This work proposes a lightweight, composite cellular automaton (CA)-based pseudorandom number generator (PRNG) that overcomes the longstanding trade-off between maximal period length and high-dimensional equidistribution in linear CA-based designs. By integrating near-word-length linear maximum-length CAs through a temporal interleaving strategy, the proposed generator achieves—for the first time—simultaneous maximality in both period and equidistribution while maintaining computational efficiency. Theoretical analysis and empirical evaluations demonstrate that the generator passes nearly all standard statistical randomness tests, exhibiting performance and speed comparable to the Mersenne Twister while significantly enhancing the statistical quality and practical applicability of CA-based PRNGs.

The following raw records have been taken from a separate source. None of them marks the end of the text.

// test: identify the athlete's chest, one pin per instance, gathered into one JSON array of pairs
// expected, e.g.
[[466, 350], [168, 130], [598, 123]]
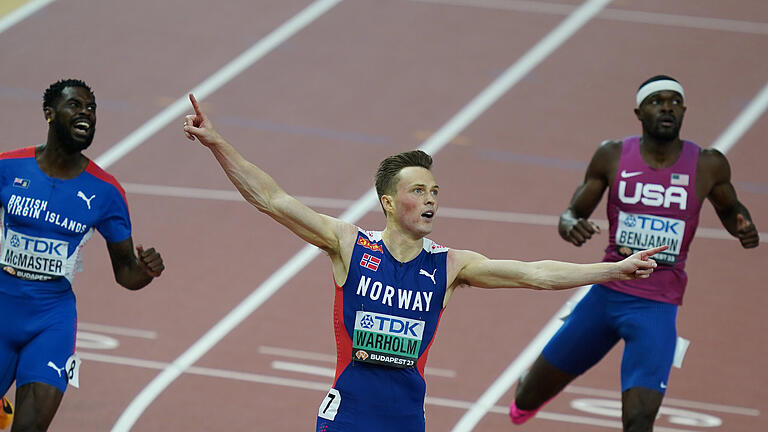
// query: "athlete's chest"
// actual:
[[31, 200], [380, 283]]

An equidistribution is a theoretical quality criteria that measures the uniformity of a linear pseudo-random number generator (PRNG). In this work, we first show that all existing linear cellular automaton (CA) based pseudo-random number generators (PRNGs) are weak in the equidistribution characteristic. Then we propose a list of light-weight combined CA-based PRNGs with time spacing ($2 \leq s \leq 10$) using linear maximal length cellular automata of degree $31 \leq k \leq 128$ (close to computer word size). We show that these PRNGs achieve maximal period as well as satisfy the maximal equidistribution property. Finally, we show that these combined maximal length CA-based PRNGs pass almost all the empirical testbeds, with speed and performance comparable to the Mersenne Twister.